Step 1 — Explore: Discerning the trivial from the vital few.
In a world that offers us so many choices, Essentialism invites us to systematically survey our options before we commit. This active approach is very different from simply letting opportunities come to us and saying ‘yes’ to as much as we can. Locating the “vital few” in a world of infinite possibilities lies at the intersection of these three questions:
What do I feel deeply inspired by?
What am I particularly talented at?
What meets a significant need?
Step 2 – Eliminate: Cutting out the trivial many.
Just as award-winning film editors learn to delete a great scene from a film in order to preserve the core story line, we must become skillful editors of our lives. McKeown wisely points out that saying “no” is not just a mental discipline. It’s an emotional discipline too. Saying “no” to the “trivial many” often means disappointing others. So, in my next blog, I’ll be sure to share some of McKeown’s insights about how to deliver a clear, diplomatic, and compassionate “no.”

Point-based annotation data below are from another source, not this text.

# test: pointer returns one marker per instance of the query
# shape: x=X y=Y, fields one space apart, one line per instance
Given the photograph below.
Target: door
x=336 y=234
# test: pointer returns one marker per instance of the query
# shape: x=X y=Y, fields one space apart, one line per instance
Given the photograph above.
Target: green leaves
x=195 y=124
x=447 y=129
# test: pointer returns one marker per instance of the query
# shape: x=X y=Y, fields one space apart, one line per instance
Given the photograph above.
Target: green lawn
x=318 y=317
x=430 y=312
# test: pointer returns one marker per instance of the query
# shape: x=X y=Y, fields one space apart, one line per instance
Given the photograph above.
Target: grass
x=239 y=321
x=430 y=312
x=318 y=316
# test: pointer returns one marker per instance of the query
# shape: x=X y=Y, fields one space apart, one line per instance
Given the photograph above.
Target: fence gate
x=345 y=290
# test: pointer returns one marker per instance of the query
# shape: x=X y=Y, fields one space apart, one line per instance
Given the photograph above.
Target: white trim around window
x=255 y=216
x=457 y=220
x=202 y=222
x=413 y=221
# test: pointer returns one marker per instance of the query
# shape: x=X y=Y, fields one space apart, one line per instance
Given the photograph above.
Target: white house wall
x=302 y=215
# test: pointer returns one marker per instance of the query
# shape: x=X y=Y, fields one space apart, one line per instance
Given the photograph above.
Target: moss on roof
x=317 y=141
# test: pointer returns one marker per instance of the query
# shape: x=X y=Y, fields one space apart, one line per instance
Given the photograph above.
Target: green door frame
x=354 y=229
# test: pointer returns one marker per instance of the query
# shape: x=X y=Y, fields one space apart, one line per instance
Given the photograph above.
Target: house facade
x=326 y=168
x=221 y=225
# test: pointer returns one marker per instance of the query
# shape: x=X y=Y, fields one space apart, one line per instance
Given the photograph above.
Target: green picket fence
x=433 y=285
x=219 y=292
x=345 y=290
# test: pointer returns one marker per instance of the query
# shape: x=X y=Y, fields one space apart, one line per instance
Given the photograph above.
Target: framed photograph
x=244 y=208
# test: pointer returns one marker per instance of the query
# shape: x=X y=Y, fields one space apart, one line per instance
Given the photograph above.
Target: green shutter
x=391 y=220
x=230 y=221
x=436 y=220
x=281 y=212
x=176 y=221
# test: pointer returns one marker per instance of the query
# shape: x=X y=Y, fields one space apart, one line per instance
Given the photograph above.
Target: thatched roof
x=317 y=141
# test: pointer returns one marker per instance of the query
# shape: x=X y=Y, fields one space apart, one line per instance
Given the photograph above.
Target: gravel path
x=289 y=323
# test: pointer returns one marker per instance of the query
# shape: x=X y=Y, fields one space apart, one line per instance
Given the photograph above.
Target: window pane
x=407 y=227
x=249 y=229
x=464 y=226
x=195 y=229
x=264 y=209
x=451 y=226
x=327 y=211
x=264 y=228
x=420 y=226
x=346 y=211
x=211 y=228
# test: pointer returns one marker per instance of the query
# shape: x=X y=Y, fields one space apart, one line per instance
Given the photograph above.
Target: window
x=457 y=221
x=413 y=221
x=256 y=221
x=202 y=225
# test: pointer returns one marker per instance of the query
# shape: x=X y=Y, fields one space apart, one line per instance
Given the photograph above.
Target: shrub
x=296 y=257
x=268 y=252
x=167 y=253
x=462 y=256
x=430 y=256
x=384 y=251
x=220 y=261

Step 3 – Execute: Removing obstacles and making execution effortless.
While non-essentialists tend to force execution to get as much done as possible, essentialists use the time they saved by eliminating the non-vital to develop a system to let their efforts flow without friction. Basic disciplines in this step include:
Building in buffers for unexpected disruptions rather than assuming things will go as planned.
Working toward minimum viable progress rather than going for perfection out the gate.
Designing routines that enshrine what is essential rather than allowing counter-productive routines (e.g., checking email constantly) to take hold.
Focusing on what can be accomplished in the present moment rather than worrying about the future or rehashing what did not go right in the past.
If your default answer to “how are you?” is “really busy” but in truth, you don’t feel like you are getting anywhere, read this book. If you feel stretched beyond what’s reasonable and can’t figure out what to do about it, read this book. Applying even a few of McKeown’s strategies will move you toward greater calm and meaning in your work and personal life.